Tuesday, 16 August 2011

Places of Note 3 - The Prince Alfred

355 Bay St, Port Melbourne VIC 3207, Australia

Sunday - Thursday: 4pm to late
Friday: 12noon to 1am
Saturday: 4pm to 1am


There was once a time when, rather than being full of overpriced boutiques, German cars and odd- looking dogs, Port Melbourne was a den of vice and filth, the sort of place where even the venereal diseases packed heat.

Before air travel the area was one of the main gateways for many of the people and goods entering the country from overseas.  Full of hard men who worked the docks or within the many factories that rose above the small cottages and terraces of the working class like great soot stained mountains of brick and sandstone, the place was also home to some of the more unsavoury elements of society such as the notoriously corrupt Painters and Dockers Union.
I often wonder what someone from back then would think while, on their way to a day of labour doing God only knows what, if they knew that the same cramped terrace their family shivered in, would one day be bought at auction for over a million dollars by some Vespa-driving yuppie.  The world is an odd place...
Now, the thing about hard men is they tend to enjoy a drink and therefore need somewhere to attain the aforementioned, so really old, stately looking pubs are pretty thick on the ground in Port Melbourne.  Be warned though, this is deep in wine country now, where beer is being served it is most likely going to be Stella.  Enter the Prince Alfred.

Next to the Library in Bay Street, the Prince Alfred is my vision of what a pub should look like.  It isn’t a craft beer bar, more just a smart looking pub which just happens to offer really good beer, like the owners have actually put some thought into what they are offering.  There is something there catering to every strata of beer drinker, Carlton Draught and Pure Blonde for the great unwashed, a few white-belt craft beers like LC Bright and White Rabbit Dark followed by the big guns, Mt Goat Steam Ale and Prickly Moses Otway Ale along with Napoleon & Co Cider for those whom are that way inclined.  The bottle list, although not extensive, holds a few surprises and has something to suit most moods. 

The food is excellent and, given the area, in no way pretentious or overpriced.  The steak on Tuesday  steak night ($15) is a decent size and hasn’t had the shit pounded out of it with a rolling pin while the chips are hand cut too, which is all class.  I’ve also noticed is that the specials often incorporate beer as an ingredient in some way, beef and stout pie, lamb shank braised in dark ale, pilsener battered trevalley and chips, to name but a few dishes I’ve seen on offer.
Being an avid disciple of the chalk and felt, it distresses me there are so few places I can drink good beer while enjoying a game of pool (Royston excepted).  The Alfred boasts two pool tables behind the rectangular central bar, both are in good shape for pub tables, the felt has no damage, chalk is easy to find and the cue’s don’t look like they’ve been cracked around someone’s head.  The tables are both positioned well with no close walls to interfere with your shots no matter what the angle.  

I like to think of the Prince Albert as a glimpse into the future, a pub to cater for all tastes.  On a final note, I’ll say just this.  Between 5pm – 6pm each night there are $3.50 pots of everything.  That is all.      

Friday, 12 August 2011

Beer of the Week - Mornington Porter

English Porter 6%

Mornington Peninsula are a brewery whom have never once failed me, like some sort of craft beer battleship (The Beersmark!
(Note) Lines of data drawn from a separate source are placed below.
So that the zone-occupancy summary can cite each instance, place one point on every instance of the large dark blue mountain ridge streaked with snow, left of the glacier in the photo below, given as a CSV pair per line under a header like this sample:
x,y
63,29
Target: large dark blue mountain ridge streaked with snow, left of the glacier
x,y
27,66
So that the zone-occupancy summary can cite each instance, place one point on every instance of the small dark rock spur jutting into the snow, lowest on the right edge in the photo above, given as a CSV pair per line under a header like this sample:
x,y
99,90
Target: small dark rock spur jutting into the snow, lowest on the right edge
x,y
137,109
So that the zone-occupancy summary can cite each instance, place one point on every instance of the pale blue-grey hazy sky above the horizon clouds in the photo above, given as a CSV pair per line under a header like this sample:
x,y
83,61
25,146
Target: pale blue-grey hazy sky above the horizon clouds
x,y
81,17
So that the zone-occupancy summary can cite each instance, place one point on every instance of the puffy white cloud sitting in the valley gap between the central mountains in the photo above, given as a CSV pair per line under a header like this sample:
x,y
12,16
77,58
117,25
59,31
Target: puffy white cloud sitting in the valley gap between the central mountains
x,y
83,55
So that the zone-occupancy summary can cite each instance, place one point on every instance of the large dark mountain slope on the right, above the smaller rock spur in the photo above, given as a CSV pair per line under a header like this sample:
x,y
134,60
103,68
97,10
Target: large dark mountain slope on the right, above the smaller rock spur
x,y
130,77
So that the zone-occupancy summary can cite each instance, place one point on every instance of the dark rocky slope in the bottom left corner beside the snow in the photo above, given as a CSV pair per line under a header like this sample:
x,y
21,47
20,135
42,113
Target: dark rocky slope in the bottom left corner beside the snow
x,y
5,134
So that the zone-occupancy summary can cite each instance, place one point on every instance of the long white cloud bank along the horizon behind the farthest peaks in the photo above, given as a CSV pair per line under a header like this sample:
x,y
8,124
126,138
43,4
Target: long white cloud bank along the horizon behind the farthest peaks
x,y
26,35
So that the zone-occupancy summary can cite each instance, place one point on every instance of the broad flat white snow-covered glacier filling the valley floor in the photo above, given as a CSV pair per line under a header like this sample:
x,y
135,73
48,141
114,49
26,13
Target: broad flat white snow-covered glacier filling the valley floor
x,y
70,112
Anyone? Hello?), each successive beer I’ve tried has hit like a barrage of 475mL - sized shells.  I tried their 2IPA at some point and it blew me away, if all the other Double India Pale Ales were wrestlers Mornington’s would be Andre the Giant just stomping on faces. 

So, fast forward a few months to last Sunday at the Tap House where I sat and ogled this dark beauty.  Big-ass mocha coloured head (I think mocha’s a colour) atop aforementioned midnight dark body.  Smelt nice, mocha, although tilting more towards coffee than chocolate, with a good earthy undertone to give it a bit of depth, there’s also a slightly vapoury, sweet liquor character to the whole affair.  Harlot.

The flavour is assertive, lots’a dark fruit and earthy flavours at the beginning, becomes a bitter finish with chocolate and coffee and the slight tartness of sour cherries.  Add the soft, velvety mouthfeel of this Porter into the equation and you’re left with a beer which serves equally as well as a winter’s afternoon session beer, or as a contemplative after-dinner night cap. 

Possibly my favourite Australian Porter and on par with my NZ favourite, Emerson’s London.